To support more efficient processing of massive data workloads, disaggregated data centers are marked by compute, networking, storage, and optics resources that are separated in different boxes and connected optically.
Let’s examine the changes in data center architectures and how optical technologies can facilitate these changes.
Unstoppable Demand for High Bandwidth and Low Latency
Cloud computing is extending its reach across a variety of industries, including chip design. Meanwhile, companies in data-intensive areas like software platforms, e-commerce, and social media are building their own hyperscale data centers. Inside these centers are several thousand to tens of thousands of servers, working diligently to support the functions and transactions that allow us to watch movies, buy groceries, and work from our mobile devices. To provide an idea of where data demands are headed, have a look at these assessments from the IEEE 802.3 Ethernet Bandwidth Assessment Report:
- By 2025, an anticipated 38 billion devices will be connected to the internet, up from about 29 billion this year
- Between 2017 and this year, there will be a projected 200% increase in average traffic per user and per household
- Video-based data is expected to grow from 75% of data (roughly 90 exabytes per month) in 2017 to 82% of data (roughly 325 exabytes per month) this year
Optical Interconnects for Faster Data Transmission
Disaggregated data center architectures are ideal for meeting endless demands for high bandwidth and low latency. In this approach, optical interconnects connect homogeneous resources, providing better flexibility, higher density, and better utilization. When a workload comes in, a central intelligence unit figures out and takes only what is needed from the compute, networking, and storage resources, thus eliminating any waste. Remaining resources can then be directed to other jobs.
Optical interconnects transmit signals via light. Compared to their copper counterparts, optical interconnects support higher bandwidth and speed, lower latency, and lower power. They’ve been proving their worth for rack-to-rack, room-to-room, and building-to-building configurations. With their pluggable modules, using optical interconnects also makes it easier to upgrade network infrastructures to support 400G, 800G, and 1.6T Ethernet.
With data network speeds surpassing 400 Gbps, many engineers are worried about how much power is needed to drive the electrical signals to the optical modules. Co-packaged optics, composed of a single package integrating electrical and photonic dies, can help. The electrical link between the host SoC and the optical interface is connected to co-packaged optics in the package rather than to the pluggable module in the faceplate of a server rack, making the link shorter and, therefore, more power efficient.

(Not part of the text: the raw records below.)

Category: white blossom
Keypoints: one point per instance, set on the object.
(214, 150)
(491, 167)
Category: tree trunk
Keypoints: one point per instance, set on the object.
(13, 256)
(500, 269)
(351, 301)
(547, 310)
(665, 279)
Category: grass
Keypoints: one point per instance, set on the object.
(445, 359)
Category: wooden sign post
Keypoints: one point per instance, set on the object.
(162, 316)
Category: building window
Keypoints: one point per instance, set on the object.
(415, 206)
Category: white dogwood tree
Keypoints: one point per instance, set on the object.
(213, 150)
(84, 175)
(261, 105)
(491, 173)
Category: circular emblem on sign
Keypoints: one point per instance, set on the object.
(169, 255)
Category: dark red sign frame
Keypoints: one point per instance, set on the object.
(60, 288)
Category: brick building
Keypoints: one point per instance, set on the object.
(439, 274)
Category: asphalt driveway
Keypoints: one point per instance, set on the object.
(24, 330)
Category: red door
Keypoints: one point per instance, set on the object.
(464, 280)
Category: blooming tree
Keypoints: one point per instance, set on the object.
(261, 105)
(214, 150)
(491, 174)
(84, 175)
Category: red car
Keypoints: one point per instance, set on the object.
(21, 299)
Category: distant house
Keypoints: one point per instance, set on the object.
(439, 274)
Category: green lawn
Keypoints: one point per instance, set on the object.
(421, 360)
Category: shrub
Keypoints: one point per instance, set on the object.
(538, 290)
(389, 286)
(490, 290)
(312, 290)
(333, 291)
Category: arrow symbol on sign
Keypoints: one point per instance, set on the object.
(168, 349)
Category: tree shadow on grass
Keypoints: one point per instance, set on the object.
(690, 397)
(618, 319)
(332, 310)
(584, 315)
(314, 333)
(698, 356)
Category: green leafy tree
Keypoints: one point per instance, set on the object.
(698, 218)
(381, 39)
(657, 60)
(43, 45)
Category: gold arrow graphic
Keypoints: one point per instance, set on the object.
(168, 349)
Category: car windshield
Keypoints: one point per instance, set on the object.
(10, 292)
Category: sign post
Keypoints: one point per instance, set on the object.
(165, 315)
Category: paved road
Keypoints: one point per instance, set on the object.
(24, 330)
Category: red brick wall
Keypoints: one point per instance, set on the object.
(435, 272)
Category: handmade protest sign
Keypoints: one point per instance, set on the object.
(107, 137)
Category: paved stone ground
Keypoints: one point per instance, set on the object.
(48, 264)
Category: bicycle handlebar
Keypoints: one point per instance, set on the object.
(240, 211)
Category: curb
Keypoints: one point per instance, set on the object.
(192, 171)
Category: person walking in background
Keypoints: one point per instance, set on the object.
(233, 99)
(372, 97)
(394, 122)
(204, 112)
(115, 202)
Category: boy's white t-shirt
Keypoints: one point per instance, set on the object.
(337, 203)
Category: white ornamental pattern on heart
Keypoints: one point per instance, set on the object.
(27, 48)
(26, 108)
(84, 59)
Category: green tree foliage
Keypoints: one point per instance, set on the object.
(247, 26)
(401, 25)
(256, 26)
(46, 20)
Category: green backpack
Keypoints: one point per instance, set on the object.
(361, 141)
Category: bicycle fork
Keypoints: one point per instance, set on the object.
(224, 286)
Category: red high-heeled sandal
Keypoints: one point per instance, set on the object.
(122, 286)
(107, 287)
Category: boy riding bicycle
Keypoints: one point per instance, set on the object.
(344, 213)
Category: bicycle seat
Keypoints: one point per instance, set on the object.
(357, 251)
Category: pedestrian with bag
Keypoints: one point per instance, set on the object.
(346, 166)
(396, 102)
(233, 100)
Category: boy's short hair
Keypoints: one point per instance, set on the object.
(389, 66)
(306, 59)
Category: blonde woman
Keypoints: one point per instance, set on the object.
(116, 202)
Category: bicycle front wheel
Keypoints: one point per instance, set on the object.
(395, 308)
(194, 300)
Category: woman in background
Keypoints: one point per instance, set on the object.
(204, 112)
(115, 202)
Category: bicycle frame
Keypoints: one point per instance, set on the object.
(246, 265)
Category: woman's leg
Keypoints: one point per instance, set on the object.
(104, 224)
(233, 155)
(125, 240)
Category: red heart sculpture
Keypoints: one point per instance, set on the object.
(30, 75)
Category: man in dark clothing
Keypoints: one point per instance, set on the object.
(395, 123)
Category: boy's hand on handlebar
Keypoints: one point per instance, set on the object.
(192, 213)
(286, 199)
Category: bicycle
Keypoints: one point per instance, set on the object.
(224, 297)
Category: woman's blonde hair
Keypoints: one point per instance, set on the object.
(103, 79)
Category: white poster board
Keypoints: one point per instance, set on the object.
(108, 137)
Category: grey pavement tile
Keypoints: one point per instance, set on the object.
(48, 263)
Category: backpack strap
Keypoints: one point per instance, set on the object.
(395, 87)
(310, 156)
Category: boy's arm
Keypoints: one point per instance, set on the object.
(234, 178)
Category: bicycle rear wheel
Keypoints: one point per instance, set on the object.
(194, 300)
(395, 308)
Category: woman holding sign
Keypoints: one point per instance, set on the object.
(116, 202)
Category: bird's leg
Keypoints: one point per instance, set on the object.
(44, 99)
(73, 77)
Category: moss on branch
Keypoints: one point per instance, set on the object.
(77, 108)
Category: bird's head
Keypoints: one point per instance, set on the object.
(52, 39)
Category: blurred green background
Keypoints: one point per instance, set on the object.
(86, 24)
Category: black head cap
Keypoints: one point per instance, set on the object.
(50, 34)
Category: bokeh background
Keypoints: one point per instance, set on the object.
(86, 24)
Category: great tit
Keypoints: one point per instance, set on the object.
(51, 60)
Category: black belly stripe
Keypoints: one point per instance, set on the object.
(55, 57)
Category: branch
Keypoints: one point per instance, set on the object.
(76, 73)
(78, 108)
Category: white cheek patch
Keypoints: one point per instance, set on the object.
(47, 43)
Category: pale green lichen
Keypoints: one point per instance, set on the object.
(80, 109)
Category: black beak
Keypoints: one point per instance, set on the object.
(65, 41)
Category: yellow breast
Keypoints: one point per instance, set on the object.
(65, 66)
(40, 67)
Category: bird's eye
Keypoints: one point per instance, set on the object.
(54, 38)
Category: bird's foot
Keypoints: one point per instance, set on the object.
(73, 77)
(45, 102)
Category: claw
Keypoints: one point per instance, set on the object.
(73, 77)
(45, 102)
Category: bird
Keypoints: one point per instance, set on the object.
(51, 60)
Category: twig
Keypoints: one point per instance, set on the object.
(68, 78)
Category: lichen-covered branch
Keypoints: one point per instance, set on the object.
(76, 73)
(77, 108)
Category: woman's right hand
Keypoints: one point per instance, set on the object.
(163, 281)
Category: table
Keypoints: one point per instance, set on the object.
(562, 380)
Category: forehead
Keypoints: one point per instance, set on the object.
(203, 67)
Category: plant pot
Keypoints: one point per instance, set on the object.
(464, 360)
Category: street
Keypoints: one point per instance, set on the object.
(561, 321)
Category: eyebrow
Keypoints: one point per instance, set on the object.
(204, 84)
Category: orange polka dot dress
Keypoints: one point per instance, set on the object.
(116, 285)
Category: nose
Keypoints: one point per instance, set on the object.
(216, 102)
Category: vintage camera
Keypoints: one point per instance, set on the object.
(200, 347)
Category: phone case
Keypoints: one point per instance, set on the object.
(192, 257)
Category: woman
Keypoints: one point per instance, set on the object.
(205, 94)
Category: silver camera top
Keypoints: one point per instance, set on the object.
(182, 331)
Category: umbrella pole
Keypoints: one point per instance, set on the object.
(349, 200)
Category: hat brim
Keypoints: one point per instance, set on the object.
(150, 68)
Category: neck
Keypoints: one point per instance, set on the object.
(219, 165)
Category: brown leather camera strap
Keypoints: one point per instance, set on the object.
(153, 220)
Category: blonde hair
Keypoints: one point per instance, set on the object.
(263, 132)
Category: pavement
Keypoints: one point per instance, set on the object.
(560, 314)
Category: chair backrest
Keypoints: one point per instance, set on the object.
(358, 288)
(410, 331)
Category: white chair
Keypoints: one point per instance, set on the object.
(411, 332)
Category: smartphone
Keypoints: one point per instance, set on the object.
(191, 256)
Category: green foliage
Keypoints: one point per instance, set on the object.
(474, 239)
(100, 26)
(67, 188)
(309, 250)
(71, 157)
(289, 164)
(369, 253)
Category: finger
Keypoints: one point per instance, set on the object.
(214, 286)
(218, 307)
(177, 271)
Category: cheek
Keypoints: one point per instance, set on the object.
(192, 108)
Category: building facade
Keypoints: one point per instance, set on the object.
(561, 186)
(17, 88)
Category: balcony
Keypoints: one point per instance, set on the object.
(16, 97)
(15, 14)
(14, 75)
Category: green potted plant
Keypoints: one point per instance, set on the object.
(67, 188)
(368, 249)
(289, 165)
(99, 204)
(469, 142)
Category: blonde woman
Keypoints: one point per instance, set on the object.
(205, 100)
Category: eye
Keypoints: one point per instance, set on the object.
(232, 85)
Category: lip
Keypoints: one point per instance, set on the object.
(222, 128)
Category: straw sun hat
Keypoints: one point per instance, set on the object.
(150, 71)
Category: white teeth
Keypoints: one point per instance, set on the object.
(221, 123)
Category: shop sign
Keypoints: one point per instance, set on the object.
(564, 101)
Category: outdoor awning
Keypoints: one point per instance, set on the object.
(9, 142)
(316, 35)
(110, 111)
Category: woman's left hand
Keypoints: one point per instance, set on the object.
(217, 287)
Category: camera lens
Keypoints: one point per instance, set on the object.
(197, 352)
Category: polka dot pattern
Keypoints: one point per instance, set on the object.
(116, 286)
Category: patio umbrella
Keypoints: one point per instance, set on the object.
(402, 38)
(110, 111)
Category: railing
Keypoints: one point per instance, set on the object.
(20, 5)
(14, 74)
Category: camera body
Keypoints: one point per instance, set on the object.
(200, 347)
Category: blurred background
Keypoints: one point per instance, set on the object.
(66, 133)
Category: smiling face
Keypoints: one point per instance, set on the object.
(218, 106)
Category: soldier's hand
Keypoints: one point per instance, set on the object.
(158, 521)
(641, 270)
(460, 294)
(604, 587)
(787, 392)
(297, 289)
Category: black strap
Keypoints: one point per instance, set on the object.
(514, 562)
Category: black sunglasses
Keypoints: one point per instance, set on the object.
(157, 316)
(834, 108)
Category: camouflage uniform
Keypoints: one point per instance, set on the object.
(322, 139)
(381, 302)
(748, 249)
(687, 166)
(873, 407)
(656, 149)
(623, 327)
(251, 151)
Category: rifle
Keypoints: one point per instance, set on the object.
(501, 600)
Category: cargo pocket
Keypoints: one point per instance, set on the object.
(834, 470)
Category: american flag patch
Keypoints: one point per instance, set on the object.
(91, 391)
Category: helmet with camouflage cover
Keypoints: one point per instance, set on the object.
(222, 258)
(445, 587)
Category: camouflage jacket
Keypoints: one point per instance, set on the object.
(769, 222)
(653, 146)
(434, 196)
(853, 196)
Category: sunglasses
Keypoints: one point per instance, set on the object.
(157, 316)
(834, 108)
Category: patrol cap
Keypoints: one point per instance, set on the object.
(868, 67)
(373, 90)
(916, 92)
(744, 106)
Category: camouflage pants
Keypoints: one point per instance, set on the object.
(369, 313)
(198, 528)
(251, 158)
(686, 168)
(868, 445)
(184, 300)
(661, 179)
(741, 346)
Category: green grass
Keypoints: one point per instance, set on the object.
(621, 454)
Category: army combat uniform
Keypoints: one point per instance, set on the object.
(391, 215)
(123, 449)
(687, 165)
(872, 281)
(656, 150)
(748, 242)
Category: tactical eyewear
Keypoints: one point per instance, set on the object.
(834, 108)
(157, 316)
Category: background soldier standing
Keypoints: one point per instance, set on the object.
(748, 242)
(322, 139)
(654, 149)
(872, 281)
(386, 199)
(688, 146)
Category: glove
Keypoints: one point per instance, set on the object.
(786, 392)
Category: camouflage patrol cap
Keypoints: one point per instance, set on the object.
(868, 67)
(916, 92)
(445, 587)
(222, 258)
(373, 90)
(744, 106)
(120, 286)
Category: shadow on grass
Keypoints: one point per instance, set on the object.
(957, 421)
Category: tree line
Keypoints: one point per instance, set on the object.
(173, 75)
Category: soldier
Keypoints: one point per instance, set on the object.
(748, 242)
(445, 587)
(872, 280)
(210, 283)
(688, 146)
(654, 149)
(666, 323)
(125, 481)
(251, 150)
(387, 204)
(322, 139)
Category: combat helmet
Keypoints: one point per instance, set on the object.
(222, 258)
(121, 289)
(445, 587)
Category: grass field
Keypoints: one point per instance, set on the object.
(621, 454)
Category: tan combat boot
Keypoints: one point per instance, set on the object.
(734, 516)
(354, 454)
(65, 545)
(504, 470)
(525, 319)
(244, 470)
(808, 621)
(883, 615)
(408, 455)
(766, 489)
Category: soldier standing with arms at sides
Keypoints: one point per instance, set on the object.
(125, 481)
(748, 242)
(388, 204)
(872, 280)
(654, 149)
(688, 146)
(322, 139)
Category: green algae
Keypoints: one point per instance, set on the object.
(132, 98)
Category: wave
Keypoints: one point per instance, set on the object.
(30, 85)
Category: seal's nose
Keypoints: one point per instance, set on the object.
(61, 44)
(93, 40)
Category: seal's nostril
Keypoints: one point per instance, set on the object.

The Role of Die-to-Die Interface IP
When a system features co-packaged optics, the optical interconnects must support multi-chip modules (MCMs). MCMs rely on die-to-die controllers and PHY for connectivity. These controllers—which need to deliver efficient inter-die connectivity in high-performance computing, server, and networking SoCs—should ideally be optimized for latency, bandwidth, power, and area. The PHY, meanwhile, comes in different formats depending on the needs.
Many designers use long-reach PHY on copper interconnects, but these are starting to reach their limits, especially for large SoCs that have hundreds of PHY lanes. This is leading some engineers to go with very short reach (VSR) PHY for pluggable optical modules.
With the growing popularity of co-packaged optical modules, extra-short-reach (XSR) PHY and, looking ahead, Universal Chiplet Interconnect Express (UCIe) PHY will no doubt play important roles, too. Both of these formats allow placement of the optics chip very close to the host chip or on the same package substrate.
Data makes our digital world go ‘round and, in answer to our insatiable appetite for data, disaggregated data centers are emerging as a popular architecture. Optical interconnects are their highways, helping to ensure that we can uncover useful insights through complex modeling, stream high-definition programs from our smartphones, and engage in a variety of other online activities smoothly and swiftly.